Fuentes: La Estrella Digital

La guerra universal contra el terror que desencadenó Bush tras los atentados de septiembre de 2001, y que él se empeña en mantener activa como elemento esencial de su política doméstica e internacional, posee una peculiaridad que la hace realmente perversa: carece de un fin racional fácilmente perceptible. No tiene objetivo definido, salvo el enunciado, […]

La guerra universal contra el terror que desencadenó Bush tras los atentados de septiembre de 2001, y que él se empeña en mantener activa como elemento esencial de su política doméstica e internacional, posee una peculiaridad que la hace realmente perversa: carece de un fin racional fácilmente perceptible. No tiene objetivo definido, salvo el enunciado, de por sí vago y vaporoso, de acabar con todo tipo de terrorismos sobre la faz de la Tierra.

Esto es así porque las guerras habituales suelen concluir con la rendición de uno de los bandos, con un armisticio, con la destrucción del enemigo y la ocupación de su territorio o, en fin, con algún otro acto, claro y evidente, que desactiva de raíz y para un largo plazo la capacidad agresiva del enemigo derrotado. Solo en esas circunstancias puede decirse que «la guerra ha terminado».

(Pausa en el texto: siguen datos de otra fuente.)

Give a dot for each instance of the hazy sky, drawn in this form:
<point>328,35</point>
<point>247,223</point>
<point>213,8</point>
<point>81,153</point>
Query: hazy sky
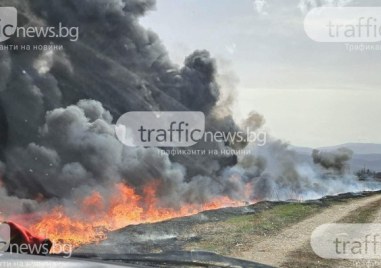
<point>311,94</point>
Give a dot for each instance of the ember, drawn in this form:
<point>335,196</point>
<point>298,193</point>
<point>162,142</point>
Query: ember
<point>98,216</point>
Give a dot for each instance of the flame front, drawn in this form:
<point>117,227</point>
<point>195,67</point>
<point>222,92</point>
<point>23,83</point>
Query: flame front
<point>98,216</point>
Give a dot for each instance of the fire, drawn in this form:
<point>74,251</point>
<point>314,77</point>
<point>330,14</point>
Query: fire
<point>98,216</point>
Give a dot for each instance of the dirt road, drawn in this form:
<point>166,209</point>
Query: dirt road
<point>275,250</point>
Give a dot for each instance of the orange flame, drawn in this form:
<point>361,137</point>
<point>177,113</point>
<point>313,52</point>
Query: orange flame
<point>99,216</point>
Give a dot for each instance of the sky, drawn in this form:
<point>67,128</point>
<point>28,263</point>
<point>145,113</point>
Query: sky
<point>311,94</point>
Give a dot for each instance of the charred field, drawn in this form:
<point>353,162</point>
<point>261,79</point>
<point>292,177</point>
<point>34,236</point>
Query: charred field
<point>226,231</point>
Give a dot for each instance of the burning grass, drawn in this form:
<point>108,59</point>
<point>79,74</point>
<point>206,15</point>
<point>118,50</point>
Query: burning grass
<point>98,216</point>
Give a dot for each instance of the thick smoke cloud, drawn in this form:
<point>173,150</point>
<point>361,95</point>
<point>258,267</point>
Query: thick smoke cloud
<point>336,161</point>
<point>58,108</point>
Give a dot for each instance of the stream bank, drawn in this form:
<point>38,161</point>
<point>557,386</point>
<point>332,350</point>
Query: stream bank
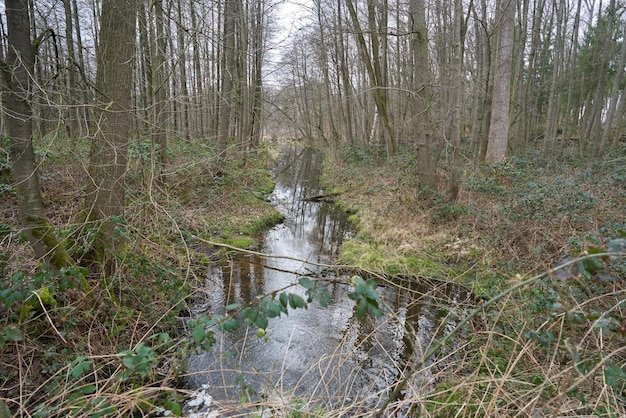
<point>323,355</point>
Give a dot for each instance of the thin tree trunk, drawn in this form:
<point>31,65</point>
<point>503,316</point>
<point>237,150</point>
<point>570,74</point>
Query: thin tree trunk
<point>105,191</point>
<point>17,85</point>
<point>499,125</point>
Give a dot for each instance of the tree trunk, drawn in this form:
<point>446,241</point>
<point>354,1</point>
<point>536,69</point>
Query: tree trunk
<point>499,126</point>
<point>227,72</point>
<point>17,86</point>
<point>421,88</point>
<point>105,191</point>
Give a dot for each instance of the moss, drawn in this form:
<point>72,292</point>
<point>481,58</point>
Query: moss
<point>382,259</point>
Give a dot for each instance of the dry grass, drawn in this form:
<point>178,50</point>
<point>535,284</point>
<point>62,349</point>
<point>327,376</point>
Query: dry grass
<point>138,303</point>
<point>552,348</point>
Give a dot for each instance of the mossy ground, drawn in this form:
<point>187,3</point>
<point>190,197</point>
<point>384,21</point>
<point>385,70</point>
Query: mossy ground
<point>551,348</point>
<point>76,358</point>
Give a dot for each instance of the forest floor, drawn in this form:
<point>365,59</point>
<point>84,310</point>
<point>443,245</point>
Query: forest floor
<point>553,347</point>
<point>63,355</point>
<point>541,342</point>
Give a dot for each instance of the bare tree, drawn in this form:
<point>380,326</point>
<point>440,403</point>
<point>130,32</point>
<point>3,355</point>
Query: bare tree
<point>499,126</point>
<point>17,87</point>
<point>105,191</point>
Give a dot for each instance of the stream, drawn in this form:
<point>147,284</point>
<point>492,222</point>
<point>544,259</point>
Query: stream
<point>324,356</point>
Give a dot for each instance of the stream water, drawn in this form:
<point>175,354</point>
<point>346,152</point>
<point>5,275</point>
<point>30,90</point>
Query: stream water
<point>322,355</point>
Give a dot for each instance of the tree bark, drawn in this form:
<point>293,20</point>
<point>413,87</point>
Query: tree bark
<point>421,90</point>
<point>17,86</point>
<point>105,191</point>
<point>499,126</point>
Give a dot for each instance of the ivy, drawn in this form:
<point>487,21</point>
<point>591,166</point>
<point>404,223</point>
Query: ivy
<point>366,298</point>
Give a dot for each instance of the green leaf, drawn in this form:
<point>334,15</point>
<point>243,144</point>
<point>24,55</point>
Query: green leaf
<point>12,334</point>
<point>603,322</point>
<point>228,325</point>
<point>273,309</point>
<point>284,299</point>
<point>233,307</point>
<point>613,374</point>
<point>80,366</point>
<point>198,333</point>
<point>261,321</point>
<point>250,314</point>
<point>361,309</point>
<point>176,409</point>
<point>88,390</point>
<point>617,246</point>
<point>296,301</point>
<point>164,337</point>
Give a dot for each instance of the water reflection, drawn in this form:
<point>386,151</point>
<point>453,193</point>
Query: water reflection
<point>322,354</point>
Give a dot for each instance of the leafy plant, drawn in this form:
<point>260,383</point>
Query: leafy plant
<point>366,298</point>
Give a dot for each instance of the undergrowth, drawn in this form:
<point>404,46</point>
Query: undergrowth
<point>120,351</point>
<point>555,345</point>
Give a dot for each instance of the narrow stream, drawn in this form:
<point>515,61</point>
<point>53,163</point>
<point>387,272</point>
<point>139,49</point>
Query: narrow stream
<point>322,355</point>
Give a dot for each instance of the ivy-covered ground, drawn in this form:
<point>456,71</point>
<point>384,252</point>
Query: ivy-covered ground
<point>538,341</point>
<point>543,340</point>
<point>120,351</point>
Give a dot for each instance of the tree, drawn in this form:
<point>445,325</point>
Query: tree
<point>499,126</point>
<point>105,191</point>
<point>17,86</point>
<point>421,87</point>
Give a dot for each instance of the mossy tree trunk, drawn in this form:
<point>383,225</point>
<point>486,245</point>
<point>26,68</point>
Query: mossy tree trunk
<point>105,191</point>
<point>17,88</point>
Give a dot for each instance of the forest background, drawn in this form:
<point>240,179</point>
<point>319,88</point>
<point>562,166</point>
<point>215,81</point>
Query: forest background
<point>486,136</point>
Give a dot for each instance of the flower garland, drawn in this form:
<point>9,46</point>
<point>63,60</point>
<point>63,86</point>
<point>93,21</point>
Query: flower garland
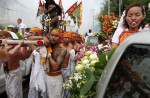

Incluso las luchas locales contra los terrorismos locales, sea en España, sea en Irlanda del Norte, pueden llegar a concluir con un acto en el que las organizaciones terroristas muestran fehacientemente el abandono definitivo de su política de lucha armada; proceden a entregar las armas o a destruirlas ante testigos acreditados; se disuelven, logran condiciones más favorables para sus activistas que se hallen cumpliendo condena y, en ciertos casos, reanudan la búsqueda de sus objetivos políticos a través de la acción habitual en el ámbito democrático, abandonando para siempre el recurso a la violencia.

El problema de la guerra universal de Bush contra el terror es que resulta difícil, si no imposible, imaginar una hipótesis del mismo orden que las anteriores, que significara, a los ojos de la opinión pública mundial, la conclusión definitiva de esa guerra. ¿Quién habría de rendirse? ¿Ante quién? ¿Qué organización u organizaciones habrían de entregar las armas y convertirse en partidos políticos ordinarios? ¿Dónde y cómo habrían de hacerlo? Es imposible responder hoy a ninguna de estas preguntas.

El terrorismo es, por su propia naturaleza, multiforme y perpetuo mientras existan las causas que lo alimentan: unos grupos sucederán a otros. Como se ha visto claramente en Oriente Próximo, ciertas decisiones políticas de Israel fueron haciendo nacer sucesivamente varias organizaciones orientadas hacia la acción terrorista, desde la antigua OLP a los nuevos Hamás o Hezbolá. Las operaciones antiterroristas simplemente represivas -de índole policial o militar- a la vez que pueden descabezar o aniquilar a los grupos terroristas hoy activos, suelen sembrar y abonar el terreno para que en él crezcan mañana los nuevos grupos que defenderán las mismas o parecidas causas, si éstas no son debidamente abordadas y discutidas para hallar el modo de desactivarlas a través de procesos -generalmente prolongados y difíciles- de diálogo y negociación.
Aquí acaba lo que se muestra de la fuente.